Viele Betriebsunterbrechungs-Versicherungen verweigern laut COBIN claims die Zahlung unter Bestreitung, der Schadensfall wäre nicht eingetretenen. „Just im Notfall werden daher viele Betriebe im Stich gelassen“, sagt Rechtsanwalt Johannes Neumayer. „Gemäß den meisten Polizzen gilt als Schadenereignis die gänzliche oder teilweise Unterbrechung des versicherten Betriebes Infolge Maßnahmen oder Verfügungen einer Gesundheitsbehörde oder ihr als gleichgestellter Organe, die anlässlich einer Seuche oder Epidemie ergehen und die den Betrieb verantwortlich leitende Person betreffen.“

Wie COBIN claims nochmals betont, können sich Unternehmen an die Organisation wenden, um „hier rasch anwaltliche Hilfe in Anspruch nehmen zu können“.

Weitere Aktionen in Vorbereitung

„Im Schutzkreis von COBIN claims sind Konsumenten, Kleinanleger und Selbstständige, EPU und KMU“, sagt Jaindl, laut dem der Verein seit Beginn der Beschränkungen die Entwicklungen aus der Sicht der Betroffenen analysiert hat: „Wir werden weitere Aktionen starten.

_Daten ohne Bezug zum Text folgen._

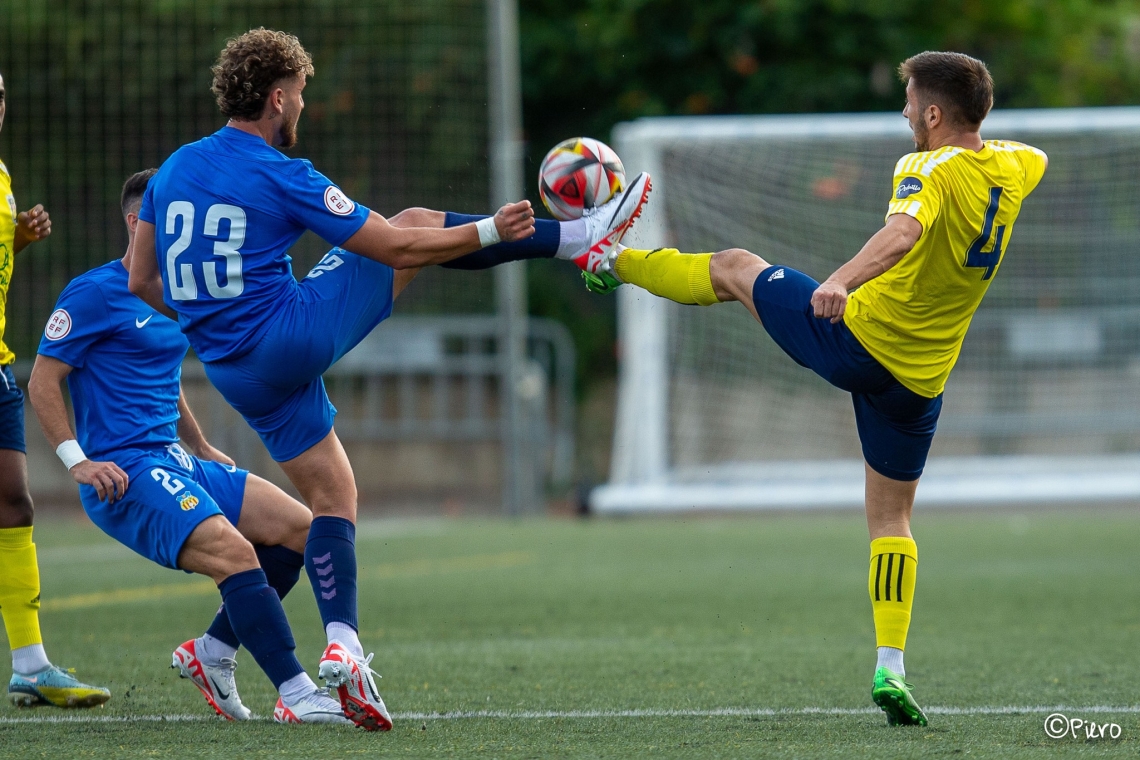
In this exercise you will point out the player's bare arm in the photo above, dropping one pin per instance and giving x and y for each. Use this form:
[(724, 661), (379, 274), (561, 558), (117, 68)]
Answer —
[(410, 247), (32, 226), (146, 280), (885, 250), (190, 434), (47, 398)]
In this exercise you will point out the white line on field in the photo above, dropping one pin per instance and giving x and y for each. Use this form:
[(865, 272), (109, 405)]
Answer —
[(547, 714)]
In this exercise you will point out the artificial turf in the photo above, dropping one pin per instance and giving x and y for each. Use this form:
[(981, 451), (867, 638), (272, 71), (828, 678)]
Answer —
[(744, 624)]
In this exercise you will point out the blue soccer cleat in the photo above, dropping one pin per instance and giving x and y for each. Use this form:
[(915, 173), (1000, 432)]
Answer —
[(54, 686)]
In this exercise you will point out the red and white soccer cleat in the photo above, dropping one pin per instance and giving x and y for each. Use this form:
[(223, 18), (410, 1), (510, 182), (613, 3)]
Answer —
[(607, 223), (317, 708), (216, 683), (351, 680)]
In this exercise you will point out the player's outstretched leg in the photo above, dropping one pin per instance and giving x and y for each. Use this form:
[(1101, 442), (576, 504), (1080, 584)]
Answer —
[(257, 617), (277, 526), (34, 680)]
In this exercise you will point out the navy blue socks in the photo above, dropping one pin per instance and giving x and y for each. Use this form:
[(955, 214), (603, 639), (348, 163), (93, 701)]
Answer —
[(283, 569), (259, 621), (330, 558), (543, 244)]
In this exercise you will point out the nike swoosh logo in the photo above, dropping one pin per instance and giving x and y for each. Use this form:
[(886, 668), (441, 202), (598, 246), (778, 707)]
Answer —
[(218, 689)]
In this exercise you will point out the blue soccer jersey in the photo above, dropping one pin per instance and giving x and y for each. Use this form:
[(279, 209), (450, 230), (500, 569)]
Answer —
[(226, 211), (128, 362)]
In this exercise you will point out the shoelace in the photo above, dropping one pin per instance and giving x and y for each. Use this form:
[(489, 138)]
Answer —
[(368, 672)]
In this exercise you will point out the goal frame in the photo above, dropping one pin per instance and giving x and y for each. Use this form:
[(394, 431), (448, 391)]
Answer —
[(641, 477)]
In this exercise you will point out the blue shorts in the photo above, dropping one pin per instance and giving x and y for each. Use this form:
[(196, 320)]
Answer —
[(169, 495), (11, 411), (895, 424), (277, 385)]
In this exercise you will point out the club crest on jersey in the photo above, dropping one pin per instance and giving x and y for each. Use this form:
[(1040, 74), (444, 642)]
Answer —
[(58, 325), (908, 187), (336, 202)]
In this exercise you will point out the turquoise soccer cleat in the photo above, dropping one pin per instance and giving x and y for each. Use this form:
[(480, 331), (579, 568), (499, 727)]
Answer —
[(54, 686), (601, 282), (893, 695)]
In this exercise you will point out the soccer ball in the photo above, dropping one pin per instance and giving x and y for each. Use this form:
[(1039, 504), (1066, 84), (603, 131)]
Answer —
[(579, 174)]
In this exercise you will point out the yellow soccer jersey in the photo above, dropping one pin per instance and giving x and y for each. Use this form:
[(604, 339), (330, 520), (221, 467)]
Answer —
[(7, 254), (913, 318)]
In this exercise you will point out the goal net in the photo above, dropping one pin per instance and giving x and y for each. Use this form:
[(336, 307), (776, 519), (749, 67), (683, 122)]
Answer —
[(1044, 401)]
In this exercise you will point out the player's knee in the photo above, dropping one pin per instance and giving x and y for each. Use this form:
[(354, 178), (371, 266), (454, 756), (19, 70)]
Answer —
[(15, 503), (16, 509), (417, 217)]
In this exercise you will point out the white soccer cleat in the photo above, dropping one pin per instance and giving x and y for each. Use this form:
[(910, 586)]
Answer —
[(607, 223), (216, 683), (351, 679), (317, 708)]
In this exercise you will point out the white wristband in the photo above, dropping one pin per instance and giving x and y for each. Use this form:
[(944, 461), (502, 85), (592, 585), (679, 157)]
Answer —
[(488, 234), (70, 452)]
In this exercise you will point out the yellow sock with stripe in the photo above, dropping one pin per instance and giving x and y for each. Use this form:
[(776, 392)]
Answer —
[(890, 582), (19, 587), (667, 272)]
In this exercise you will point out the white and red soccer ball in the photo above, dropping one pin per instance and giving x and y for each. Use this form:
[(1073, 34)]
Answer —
[(579, 174)]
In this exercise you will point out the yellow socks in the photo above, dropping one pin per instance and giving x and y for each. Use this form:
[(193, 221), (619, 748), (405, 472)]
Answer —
[(894, 566), (681, 277), (19, 587)]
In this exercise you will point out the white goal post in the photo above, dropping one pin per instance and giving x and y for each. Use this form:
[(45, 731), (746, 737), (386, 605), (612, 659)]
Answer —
[(1044, 403)]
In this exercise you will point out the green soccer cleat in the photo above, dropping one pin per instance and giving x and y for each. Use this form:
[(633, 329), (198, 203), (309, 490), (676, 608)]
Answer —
[(54, 686), (601, 283), (893, 695)]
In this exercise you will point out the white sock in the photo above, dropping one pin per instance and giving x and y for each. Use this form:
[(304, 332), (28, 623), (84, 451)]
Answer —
[(296, 688), (892, 659), (30, 659), (572, 239), (212, 650), (347, 636)]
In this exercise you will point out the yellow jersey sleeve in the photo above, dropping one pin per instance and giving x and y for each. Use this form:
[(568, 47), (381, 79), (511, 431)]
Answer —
[(1033, 161), (915, 194)]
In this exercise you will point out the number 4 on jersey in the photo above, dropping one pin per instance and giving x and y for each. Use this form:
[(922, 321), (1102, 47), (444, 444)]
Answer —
[(987, 261)]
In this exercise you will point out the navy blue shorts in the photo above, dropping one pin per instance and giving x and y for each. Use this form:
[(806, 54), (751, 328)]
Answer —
[(11, 411), (170, 493), (895, 424), (277, 385)]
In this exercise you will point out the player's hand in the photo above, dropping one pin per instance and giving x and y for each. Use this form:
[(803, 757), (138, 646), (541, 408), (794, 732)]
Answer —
[(108, 480), (830, 301), (515, 221), (213, 455), (32, 226)]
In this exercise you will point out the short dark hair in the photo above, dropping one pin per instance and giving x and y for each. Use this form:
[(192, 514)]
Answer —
[(133, 189), (250, 65), (959, 84)]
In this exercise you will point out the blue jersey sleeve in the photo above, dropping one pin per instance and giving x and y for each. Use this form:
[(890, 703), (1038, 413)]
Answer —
[(317, 204), (146, 211), (80, 320)]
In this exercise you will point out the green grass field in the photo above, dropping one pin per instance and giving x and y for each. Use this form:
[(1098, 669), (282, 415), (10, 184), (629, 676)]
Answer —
[(658, 637)]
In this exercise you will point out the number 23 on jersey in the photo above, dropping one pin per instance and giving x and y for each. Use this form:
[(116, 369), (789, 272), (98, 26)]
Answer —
[(180, 276)]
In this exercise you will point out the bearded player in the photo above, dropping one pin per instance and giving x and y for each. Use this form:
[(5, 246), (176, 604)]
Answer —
[(34, 679), (211, 244), (888, 325)]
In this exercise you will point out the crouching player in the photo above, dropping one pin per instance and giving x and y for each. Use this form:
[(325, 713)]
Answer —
[(893, 342), (197, 513), (212, 250)]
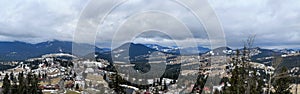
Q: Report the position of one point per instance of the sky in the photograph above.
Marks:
(275, 23)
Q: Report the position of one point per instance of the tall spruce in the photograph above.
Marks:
(282, 82)
(6, 84)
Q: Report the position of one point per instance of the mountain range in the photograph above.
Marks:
(14, 51)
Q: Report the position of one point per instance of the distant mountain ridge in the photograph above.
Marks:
(15, 51)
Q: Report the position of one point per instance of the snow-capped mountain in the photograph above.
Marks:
(12, 51)
(178, 50)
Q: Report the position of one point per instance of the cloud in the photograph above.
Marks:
(38, 20)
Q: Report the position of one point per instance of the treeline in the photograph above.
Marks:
(247, 79)
(23, 84)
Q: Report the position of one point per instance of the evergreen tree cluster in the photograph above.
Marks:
(22, 84)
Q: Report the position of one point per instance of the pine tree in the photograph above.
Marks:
(22, 85)
(237, 82)
(6, 84)
(283, 82)
(165, 85)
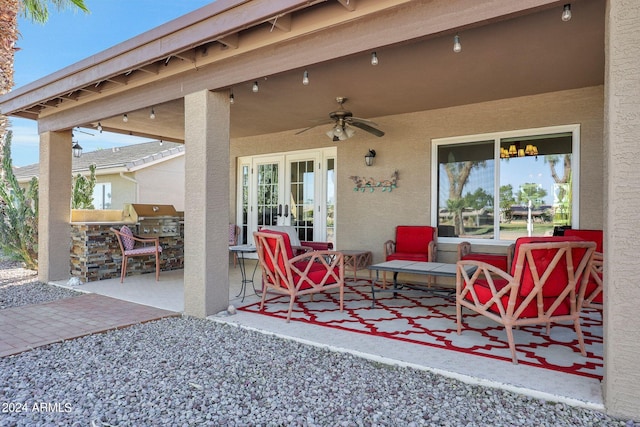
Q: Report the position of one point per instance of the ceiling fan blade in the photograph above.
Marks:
(304, 130)
(359, 119)
(366, 127)
(321, 123)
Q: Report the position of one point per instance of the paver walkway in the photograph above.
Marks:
(27, 327)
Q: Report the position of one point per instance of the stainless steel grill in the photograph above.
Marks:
(155, 220)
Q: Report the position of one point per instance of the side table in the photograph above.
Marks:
(357, 260)
(242, 249)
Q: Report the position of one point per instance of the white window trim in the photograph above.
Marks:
(496, 137)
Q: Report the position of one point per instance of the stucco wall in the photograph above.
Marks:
(366, 220)
(122, 190)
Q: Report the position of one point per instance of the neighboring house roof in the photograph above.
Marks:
(119, 159)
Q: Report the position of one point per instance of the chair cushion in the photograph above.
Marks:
(590, 235)
(290, 230)
(413, 238)
(497, 260)
(127, 238)
(316, 274)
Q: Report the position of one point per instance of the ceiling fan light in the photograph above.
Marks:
(566, 12)
(457, 46)
(348, 130)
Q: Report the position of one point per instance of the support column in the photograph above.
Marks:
(206, 225)
(54, 236)
(622, 204)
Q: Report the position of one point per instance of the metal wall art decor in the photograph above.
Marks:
(371, 184)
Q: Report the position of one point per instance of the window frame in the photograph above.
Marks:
(574, 129)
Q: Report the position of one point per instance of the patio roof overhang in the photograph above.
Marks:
(510, 49)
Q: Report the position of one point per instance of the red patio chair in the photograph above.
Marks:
(502, 261)
(127, 241)
(308, 273)
(544, 284)
(593, 297)
(412, 243)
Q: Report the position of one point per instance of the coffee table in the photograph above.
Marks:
(414, 267)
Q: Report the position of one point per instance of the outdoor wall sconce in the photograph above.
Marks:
(368, 158)
(77, 150)
(566, 12)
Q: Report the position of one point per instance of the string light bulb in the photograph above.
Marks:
(566, 12)
(457, 46)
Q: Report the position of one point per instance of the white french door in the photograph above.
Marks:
(295, 188)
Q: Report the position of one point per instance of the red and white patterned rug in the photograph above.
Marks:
(426, 318)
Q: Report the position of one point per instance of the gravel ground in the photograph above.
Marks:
(193, 372)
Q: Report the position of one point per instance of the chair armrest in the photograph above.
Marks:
(389, 248)
(487, 273)
(318, 246)
(433, 251)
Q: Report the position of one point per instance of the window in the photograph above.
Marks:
(102, 195)
(506, 185)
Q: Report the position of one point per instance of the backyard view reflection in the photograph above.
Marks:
(531, 195)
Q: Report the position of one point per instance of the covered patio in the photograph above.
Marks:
(227, 81)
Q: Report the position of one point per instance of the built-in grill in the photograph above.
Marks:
(155, 220)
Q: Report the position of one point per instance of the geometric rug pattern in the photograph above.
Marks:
(429, 318)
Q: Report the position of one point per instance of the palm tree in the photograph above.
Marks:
(35, 10)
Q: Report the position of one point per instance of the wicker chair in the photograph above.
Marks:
(234, 233)
(127, 241)
(547, 277)
(308, 273)
(502, 261)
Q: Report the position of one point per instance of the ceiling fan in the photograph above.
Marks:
(344, 122)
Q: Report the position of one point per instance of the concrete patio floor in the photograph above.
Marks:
(540, 383)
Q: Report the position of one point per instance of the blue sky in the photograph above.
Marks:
(69, 37)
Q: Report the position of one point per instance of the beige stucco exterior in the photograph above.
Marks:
(621, 207)
(159, 183)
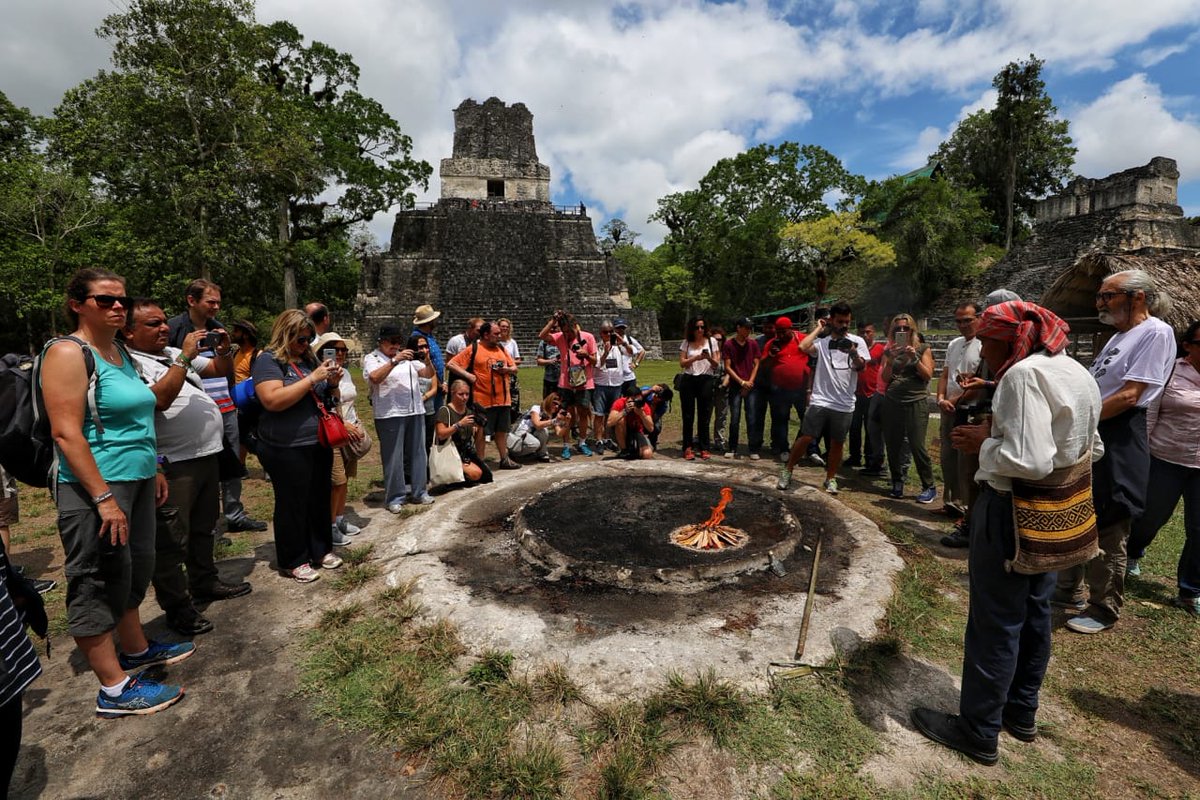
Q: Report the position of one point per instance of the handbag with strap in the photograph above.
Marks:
(355, 449)
(1055, 521)
(330, 428)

Fix ist, dass wir uns schon in Bälde auch den Problemen von Anlegern und Kreditnehmern widmen werden“, sagt Jaindl.

Über COBIN claims

COBIN claims beschreibt sich als „gemeinnützige Plattform für Sammelklagen und juristische Sammelaktionen“. Auf der Homepage steht: „COBIN claims wurde 2017 aus der Mitte der Zivilgesellschaft für die Zivilgesellschaft gegründet. Der Grundgedanke: Personen, die aufgrund ihrer beruflichen Karriere als Anwälte, Sachverständige oder als Journalisten die ‚schmutzigen Hinterhöfe‘ dieser Republik gesehen haben, bringen ihre Expertise zum Wohle der Allgemeinheit in ein Projekt ein. Denn zu oft haben die Gründer und Beiratsmitglieder des Vereins in ihrem beruflichen Werdegang gesehen, wie einfachen Bürgern, Kleinunternehmern oder Privatanlegern von Schädigern sprichwörtlich das Geld aus der Tasche gezogen wird – und rechtlich konnten sich die Betroffenen kaum wehren, weil bei Massen-Schäden oft die Rechtsdurchsetzung an Kosten-Hürden scheitert. Denn nur wenige riskieren etwa für ein paar Tausend Euro Schaden einen Prozess, dessen Kostenrisiko ein Vielfaches des Schadens ausmachen kann.

Dem Ideal folgend, dass der meist ohnmächtigen Masse Gehör geschenkt und ihr der Weg zur rechtlichen Durchsetzung ihrer Ansprüche bei Massen-Schäden geebnet wird, wurde COBIN claims im März 2017 gegründet. COBIN steht für COnsumers (Konsumenten) Business (Kleinunternehmer) und INvestors (Privatanleger).